We have studied in our 4th or 5th grade that that if the sum of the digits of a number is divisible by 9 then the number is divisible by nine.
For example:
$72$ is divisible by $9$ because, $ 7 + 2 = 9 $ which is divisible by $9$.

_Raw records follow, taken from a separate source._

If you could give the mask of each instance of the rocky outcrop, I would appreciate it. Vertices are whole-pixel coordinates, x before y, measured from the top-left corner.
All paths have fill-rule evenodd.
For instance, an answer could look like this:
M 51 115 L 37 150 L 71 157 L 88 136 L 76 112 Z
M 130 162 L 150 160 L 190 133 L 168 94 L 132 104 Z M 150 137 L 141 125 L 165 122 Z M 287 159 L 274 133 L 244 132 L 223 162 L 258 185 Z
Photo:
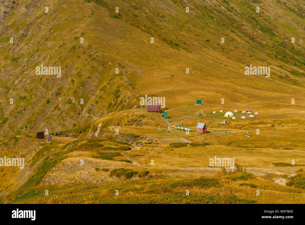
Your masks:
M 0 28 L 6 18 L 11 15 L 12 11 L 16 5 L 17 0 L 4 1 L 0 2 Z

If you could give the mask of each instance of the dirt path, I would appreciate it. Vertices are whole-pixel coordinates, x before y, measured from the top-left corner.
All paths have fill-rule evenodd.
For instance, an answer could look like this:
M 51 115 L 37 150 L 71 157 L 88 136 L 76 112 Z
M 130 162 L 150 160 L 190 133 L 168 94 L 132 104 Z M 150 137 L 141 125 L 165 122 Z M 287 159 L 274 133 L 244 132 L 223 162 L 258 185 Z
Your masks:
M 155 118 L 156 118 L 156 120 L 159 120 L 158 119 L 158 118 L 157 118 L 156 116 L 151 116 L 151 115 L 150 115 L 149 114 L 147 113 L 146 112 L 143 112 L 143 113 L 145 113 L 145 114 L 146 114 L 147 115 L 148 115 L 148 116 L 152 116 L 152 117 L 154 117 Z M 184 141 L 185 142 L 187 142 L 188 143 L 192 143 L 192 142 L 191 141 L 190 141 L 189 140 L 188 140 L 187 139 L 185 139 L 185 138 L 184 138 L 182 137 L 180 137 L 180 136 L 179 136 L 177 135 L 177 134 L 174 134 L 173 132 L 172 132 L 172 131 L 171 131 L 171 129 L 172 129 L 172 128 L 171 128 L 171 127 L 172 126 L 171 126 L 170 125 L 170 124 L 168 122 L 167 122 L 167 121 L 163 120 L 162 120 L 162 122 L 165 122 L 167 123 L 167 125 L 168 125 L 168 126 L 167 126 L 167 129 L 168 129 L 168 130 L 169 130 L 170 131 L 170 133 L 171 133 L 171 134 L 173 135 L 174 135 L 175 136 L 176 136 L 176 137 L 178 137 L 178 138 L 180 138 L 180 139 L 181 139 L 182 140 L 183 140 L 183 141 Z M 175 126 L 174 125 L 174 126 Z

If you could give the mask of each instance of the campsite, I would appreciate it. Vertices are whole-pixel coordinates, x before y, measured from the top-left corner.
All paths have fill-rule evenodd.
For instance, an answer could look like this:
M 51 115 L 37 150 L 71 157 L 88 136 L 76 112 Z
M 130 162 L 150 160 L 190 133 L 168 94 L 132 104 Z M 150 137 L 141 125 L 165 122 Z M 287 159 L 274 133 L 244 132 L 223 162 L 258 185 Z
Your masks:
M 303 204 L 303 2 L 0 1 L 0 202 Z

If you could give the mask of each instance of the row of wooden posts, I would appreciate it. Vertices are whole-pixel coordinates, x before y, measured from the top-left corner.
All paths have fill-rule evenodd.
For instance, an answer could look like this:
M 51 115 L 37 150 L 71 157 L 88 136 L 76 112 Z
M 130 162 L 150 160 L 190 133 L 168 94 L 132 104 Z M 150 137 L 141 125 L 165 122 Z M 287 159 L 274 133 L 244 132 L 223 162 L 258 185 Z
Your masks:
M 180 126 L 179 125 L 175 125 L 175 128 L 176 129 L 179 129 L 179 130 L 190 130 L 191 127 L 183 127 L 182 126 Z

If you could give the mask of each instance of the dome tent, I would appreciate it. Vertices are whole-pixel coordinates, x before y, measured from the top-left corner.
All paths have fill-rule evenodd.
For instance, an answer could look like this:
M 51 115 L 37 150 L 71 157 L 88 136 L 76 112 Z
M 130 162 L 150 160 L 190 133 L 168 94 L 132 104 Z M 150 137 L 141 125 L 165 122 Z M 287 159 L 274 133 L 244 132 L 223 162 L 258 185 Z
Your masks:
M 234 116 L 233 113 L 230 112 L 227 112 L 224 114 L 224 116 L 226 117 L 233 117 Z

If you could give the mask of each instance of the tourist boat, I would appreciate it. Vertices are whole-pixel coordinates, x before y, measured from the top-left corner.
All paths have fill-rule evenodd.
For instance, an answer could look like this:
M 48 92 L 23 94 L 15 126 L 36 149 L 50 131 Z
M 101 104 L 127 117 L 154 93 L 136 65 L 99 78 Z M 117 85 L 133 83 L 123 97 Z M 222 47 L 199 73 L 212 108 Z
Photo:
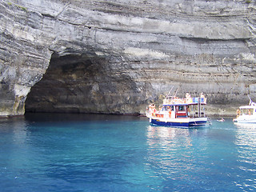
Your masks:
M 234 122 L 256 123 L 256 103 L 252 102 L 250 97 L 249 98 L 248 106 L 242 106 L 238 109 L 237 118 L 233 119 Z
M 187 93 L 185 98 L 179 98 L 169 94 L 163 100 L 163 104 L 157 110 L 150 104 L 146 110 L 150 122 L 159 126 L 201 126 L 210 124 L 206 117 L 206 98 L 203 94 L 198 98 L 191 98 Z

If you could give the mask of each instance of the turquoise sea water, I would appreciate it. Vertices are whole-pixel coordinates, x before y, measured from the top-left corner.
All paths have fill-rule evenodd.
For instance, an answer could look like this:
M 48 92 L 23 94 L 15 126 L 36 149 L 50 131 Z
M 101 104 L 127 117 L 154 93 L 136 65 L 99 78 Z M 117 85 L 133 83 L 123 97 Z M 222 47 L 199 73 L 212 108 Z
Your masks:
M 0 119 L 0 191 L 254 191 L 256 126 L 156 126 L 146 118 Z

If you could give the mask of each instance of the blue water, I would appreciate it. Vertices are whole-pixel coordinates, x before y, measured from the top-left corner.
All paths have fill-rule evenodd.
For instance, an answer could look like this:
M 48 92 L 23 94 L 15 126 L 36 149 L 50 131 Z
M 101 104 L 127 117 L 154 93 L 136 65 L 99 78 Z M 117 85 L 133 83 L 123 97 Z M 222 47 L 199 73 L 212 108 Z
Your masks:
M 145 118 L 0 119 L 0 191 L 254 191 L 256 126 L 184 129 Z

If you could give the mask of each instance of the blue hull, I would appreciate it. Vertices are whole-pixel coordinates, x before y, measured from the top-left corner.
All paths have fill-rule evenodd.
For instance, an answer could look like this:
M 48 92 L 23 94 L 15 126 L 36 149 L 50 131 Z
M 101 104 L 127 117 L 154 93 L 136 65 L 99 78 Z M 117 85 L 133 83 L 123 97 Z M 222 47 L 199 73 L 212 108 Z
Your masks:
M 163 126 L 202 126 L 207 123 L 207 121 L 198 121 L 198 122 L 161 122 L 158 119 L 151 119 L 152 124 Z

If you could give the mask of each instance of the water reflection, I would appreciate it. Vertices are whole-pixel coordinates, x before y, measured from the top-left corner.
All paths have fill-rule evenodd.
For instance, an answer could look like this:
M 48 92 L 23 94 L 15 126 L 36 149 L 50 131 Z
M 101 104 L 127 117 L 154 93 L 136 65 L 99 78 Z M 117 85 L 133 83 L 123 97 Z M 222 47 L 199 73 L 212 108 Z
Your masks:
M 204 142 L 198 142 L 194 139 L 205 133 L 206 130 L 182 129 L 176 127 L 154 126 L 147 127 L 148 156 L 146 170 L 154 170 L 159 178 L 163 179 L 162 186 L 167 189 L 181 190 L 182 186 L 172 186 L 174 182 L 181 183 L 186 189 L 187 185 L 196 187 L 197 180 L 202 179 L 198 173 L 204 166 L 204 155 L 202 152 L 206 147 L 200 147 Z M 198 152 L 198 146 L 200 150 Z M 201 166 L 201 167 L 200 167 Z M 152 174 L 152 173 L 151 173 Z M 187 182 L 190 183 L 188 184 Z M 192 183 L 191 183 L 192 182 Z
M 236 142 L 238 152 L 238 168 L 248 174 L 256 175 L 256 124 L 235 123 L 237 127 Z M 240 181 L 241 180 L 241 181 Z M 256 178 L 245 178 L 234 183 L 241 189 L 256 190 Z

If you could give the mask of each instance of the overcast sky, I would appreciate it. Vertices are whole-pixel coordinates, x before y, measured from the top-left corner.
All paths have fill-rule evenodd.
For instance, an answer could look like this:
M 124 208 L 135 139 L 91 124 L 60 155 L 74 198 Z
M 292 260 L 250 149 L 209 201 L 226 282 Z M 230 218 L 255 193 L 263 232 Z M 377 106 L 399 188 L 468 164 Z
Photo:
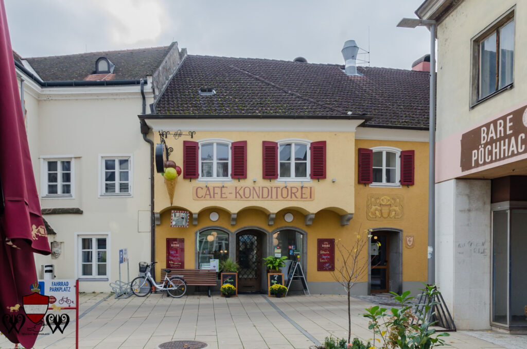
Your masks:
M 343 64 L 340 50 L 353 39 L 369 47 L 370 65 L 409 69 L 429 53 L 430 32 L 396 25 L 403 17 L 415 17 L 422 2 L 5 0 L 5 6 L 13 48 L 26 57 L 177 41 L 189 54 L 286 60 L 302 56 L 309 62 Z

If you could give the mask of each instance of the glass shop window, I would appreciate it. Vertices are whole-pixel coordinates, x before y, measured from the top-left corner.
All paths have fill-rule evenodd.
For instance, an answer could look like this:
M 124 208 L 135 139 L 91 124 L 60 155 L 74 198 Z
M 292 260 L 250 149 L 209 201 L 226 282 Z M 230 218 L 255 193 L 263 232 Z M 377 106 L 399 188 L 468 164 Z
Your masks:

$198$ is divisible by $9$ because, $1+9+8=18$ which is divisible by $9$.
Now, why is it so??
Any number can be written terms powers of $10$:
$ 1234 = 1 * 1000 + 2 * 100 + 3 * 10 + 4 * 1 $
$ 32 = 3 * 10 + 2 * 1 $
In similar fashion, any number can be written as,
$$n = a_1 * 1 + a_2 * 10 + a_3 * 100 +... $$
And,
$1 = 0 + 1,$
$10 = 9 + 1,$
$100 = 99 + 1$, and so on.
So,
$ n = a_1 * (0+1) + a_2 * (9+1) + a_3 * (99+1) ...$
Separating the sums (using associativity),
$or, n = (a_1 * 0 + a_2 * 9 + a_3 * 99 + ...) + (a_1 * 1 + a_2 * 1 + a_3 * 1+ ...)$
$or, n = 9*(a_1 * 0 + a_2 * 1 + a_3 * 11 + ...) + (a_1 + a_2 + a_3 + ...)$
$or, n = 9 * X + Sum of digits$
Now comes the reason.
If $n$ is divisible by $9$, the right hand side should also be divisible by $9$. It is obvious that $9 * X$ is divisible by $9$. And thus, $Sumofdigits$ is forced to be divisible by $9$.
That's where divisibility test for $9$ came from.